Ein allgemeiner Hinderungsgrund, welcher durch höhere Gewalt – beispielsweise durch Unwetter oder Streiks – hervorgerufen worden ist und in der Regel einen größeren Personenkreis gleichzeitig betrifft, reicht nicht aus, um für eine Eintrittspflichtigkeit des Arbeitgebers zu sorgen. Beschäftigte haben demnach in Eigenverantwortung dafür Sorge zu tragen, dass sie pünktlich ihre Arbeitstätigkeit aufnehmen. Es müssen demnach ernsthafte und geeignete Vorkehrungen getroffen werden, um zur vorgesehenen Zeit mit der Arbeit zu beginnen.

Alternative Routen oder Verkehrsmittel

Beschäftigte müssen sich daher rechtzeitig um die Organisation alternativer Routen oder Verkehrsmittel bemühen.
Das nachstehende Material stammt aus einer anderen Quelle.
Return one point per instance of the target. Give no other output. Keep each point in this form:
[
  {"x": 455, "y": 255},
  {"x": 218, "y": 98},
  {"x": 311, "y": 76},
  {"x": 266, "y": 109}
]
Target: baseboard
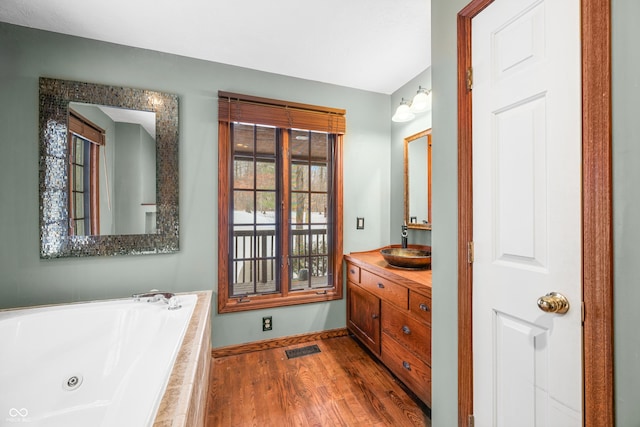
[{"x": 277, "y": 342}]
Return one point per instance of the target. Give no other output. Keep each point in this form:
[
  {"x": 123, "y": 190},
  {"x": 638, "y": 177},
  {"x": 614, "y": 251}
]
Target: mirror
[
  {"x": 417, "y": 180},
  {"x": 108, "y": 170}
]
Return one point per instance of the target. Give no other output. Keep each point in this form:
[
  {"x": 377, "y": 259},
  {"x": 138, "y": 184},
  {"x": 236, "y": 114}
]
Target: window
[
  {"x": 85, "y": 139},
  {"x": 279, "y": 203}
]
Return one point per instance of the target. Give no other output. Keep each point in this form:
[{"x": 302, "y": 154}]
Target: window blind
[{"x": 272, "y": 112}]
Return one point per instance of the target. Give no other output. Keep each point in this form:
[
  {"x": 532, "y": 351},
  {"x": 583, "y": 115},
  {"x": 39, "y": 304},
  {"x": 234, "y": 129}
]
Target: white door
[{"x": 527, "y": 363}]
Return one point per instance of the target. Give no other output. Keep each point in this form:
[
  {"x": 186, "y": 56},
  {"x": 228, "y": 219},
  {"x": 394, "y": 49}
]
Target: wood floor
[{"x": 340, "y": 386}]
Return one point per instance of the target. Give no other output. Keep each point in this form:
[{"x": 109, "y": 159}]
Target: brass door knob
[{"x": 554, "y": 302}]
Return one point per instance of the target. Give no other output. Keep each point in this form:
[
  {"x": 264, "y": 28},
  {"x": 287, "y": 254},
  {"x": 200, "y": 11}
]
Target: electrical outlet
[{"x": 267, "y": 323}]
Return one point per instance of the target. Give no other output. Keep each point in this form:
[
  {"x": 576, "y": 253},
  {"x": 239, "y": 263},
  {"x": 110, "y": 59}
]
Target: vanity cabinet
[{"x": 389, "y": 311}]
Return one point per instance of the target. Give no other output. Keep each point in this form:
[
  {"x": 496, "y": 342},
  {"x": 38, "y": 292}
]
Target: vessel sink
[{"x": 416, "y": 259}]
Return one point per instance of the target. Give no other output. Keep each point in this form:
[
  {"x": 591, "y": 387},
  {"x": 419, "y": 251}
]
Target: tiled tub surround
[{"x": 116, "y": 362}]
So kann erwartet werden, dass Beschäftigte, soweit möglich, auf nicht bestreikte Verkehrsmittel ausweichen. Auch Fahrgemeinschaften mit anderen Beschäftigten oder Car-Sharing-Angebote sind grundsätzlich in Betracht zu ziehen. Notfalls müssen die Beschäftigten den Arbeitsweg auch deutlich früher als üblich antreten.

Home-Office

Das deutsche Arbeitsrecht kennt keinen Anspruch auf Arbeit aus dem Home-Office. Grundsätzlich gilt: Ist keine Vereinbarung getroffen worden und gibt es keine betrieblichen Regelungen, welche es Beschäftigten erlauben, Home-Office wahrzunehmen, ist eine einverständliche Abstimmung mit den jeweiligen Arbeitgebern notwendig.

Nacharbeit der Fehlzeiten

Eine Pflicht zur Nacharbeit besteht nur, wenn sich dies aus dem Arbeitsvertrag, einer Betriebsvereinbarung oder einem geltenden Tarifvertrag ergibt. Grundsätzlich kommt es bei der Frage, ob streikbedingt ausgefallene Arbeitszeit nachgearbeitet werden soll, auf eine Abwägung der beiderseitigen Interessen an. In vielen Bereichen werden für die Beschäftigten Zeitkonten geführt, sodass entsprechende ausgefallene Arbeitsstunden als Minusstunden verbucht werden können.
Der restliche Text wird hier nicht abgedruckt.